Depuis son retour à la Maison-Blanche, Donald Trump a relancé une guerre commerciale tous azimuts. Tarifs, menaces, effets d’annonce: tous les moyens sont bons pour rééquilibrer les échanges au nom de l’«America First». Mais cette stratégie, fondée sur l’instinct du «deal», entre en collision avec une autre logique: celle de la Chine, qui, s'inspirant de Sun Tzu et du jeu de Go, avance patiemment ses pions. Plus qu’un choc commercial, c’est une collision de philosophies stratégiques.
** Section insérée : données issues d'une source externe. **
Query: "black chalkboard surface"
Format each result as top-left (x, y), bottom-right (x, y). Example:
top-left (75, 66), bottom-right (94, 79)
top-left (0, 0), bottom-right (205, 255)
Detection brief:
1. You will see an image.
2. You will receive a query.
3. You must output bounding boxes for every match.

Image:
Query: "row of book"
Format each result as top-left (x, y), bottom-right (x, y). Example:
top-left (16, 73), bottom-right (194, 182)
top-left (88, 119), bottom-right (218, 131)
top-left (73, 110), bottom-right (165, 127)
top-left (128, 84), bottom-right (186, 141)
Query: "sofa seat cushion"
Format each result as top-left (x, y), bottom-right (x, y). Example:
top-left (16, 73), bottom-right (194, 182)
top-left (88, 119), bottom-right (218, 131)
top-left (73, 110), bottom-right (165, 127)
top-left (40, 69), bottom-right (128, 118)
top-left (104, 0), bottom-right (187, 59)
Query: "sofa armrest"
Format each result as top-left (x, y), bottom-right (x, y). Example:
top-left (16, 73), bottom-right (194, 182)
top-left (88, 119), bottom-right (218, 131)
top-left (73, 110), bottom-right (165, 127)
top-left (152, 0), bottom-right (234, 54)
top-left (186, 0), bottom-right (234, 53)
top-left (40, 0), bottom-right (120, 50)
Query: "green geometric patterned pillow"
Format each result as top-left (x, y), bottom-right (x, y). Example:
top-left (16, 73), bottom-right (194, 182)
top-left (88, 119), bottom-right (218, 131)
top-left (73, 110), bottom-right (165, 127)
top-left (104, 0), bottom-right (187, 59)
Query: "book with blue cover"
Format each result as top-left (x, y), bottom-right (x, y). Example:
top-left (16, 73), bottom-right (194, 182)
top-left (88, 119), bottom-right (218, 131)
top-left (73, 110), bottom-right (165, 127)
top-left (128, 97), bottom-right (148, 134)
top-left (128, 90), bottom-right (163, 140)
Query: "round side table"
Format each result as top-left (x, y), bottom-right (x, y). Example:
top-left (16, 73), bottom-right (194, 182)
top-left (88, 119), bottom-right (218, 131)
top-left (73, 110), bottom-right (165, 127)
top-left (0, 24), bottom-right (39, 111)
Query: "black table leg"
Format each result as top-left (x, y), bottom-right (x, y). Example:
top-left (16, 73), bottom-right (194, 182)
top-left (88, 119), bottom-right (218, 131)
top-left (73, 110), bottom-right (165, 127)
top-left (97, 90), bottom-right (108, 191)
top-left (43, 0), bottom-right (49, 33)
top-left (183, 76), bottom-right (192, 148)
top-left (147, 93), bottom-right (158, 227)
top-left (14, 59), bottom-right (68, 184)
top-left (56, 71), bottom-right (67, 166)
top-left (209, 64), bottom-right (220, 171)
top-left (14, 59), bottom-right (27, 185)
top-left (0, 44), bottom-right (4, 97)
Le deal comme arme: la méthode Trump revisitée
«Je me bats quand j'ai l'impression de me faire avoir, même si c'est coûteux et difficile.» Donald Trump
La stratégie économique de D. Trump repose sur une logique simple: déséquilibrer l’adversaire pour imposer ses conditions. Ce schéma s’inspire de son best-seller «The Art of the Deal», dans lequel le rapport de force est central. À Washington, cette approche s’est traduite par l’instauration brutale de tarifs douaniers unilatéraux allant jusqu’à 145% pour la Chine, au nom d’une certaine conception de la réciprocité.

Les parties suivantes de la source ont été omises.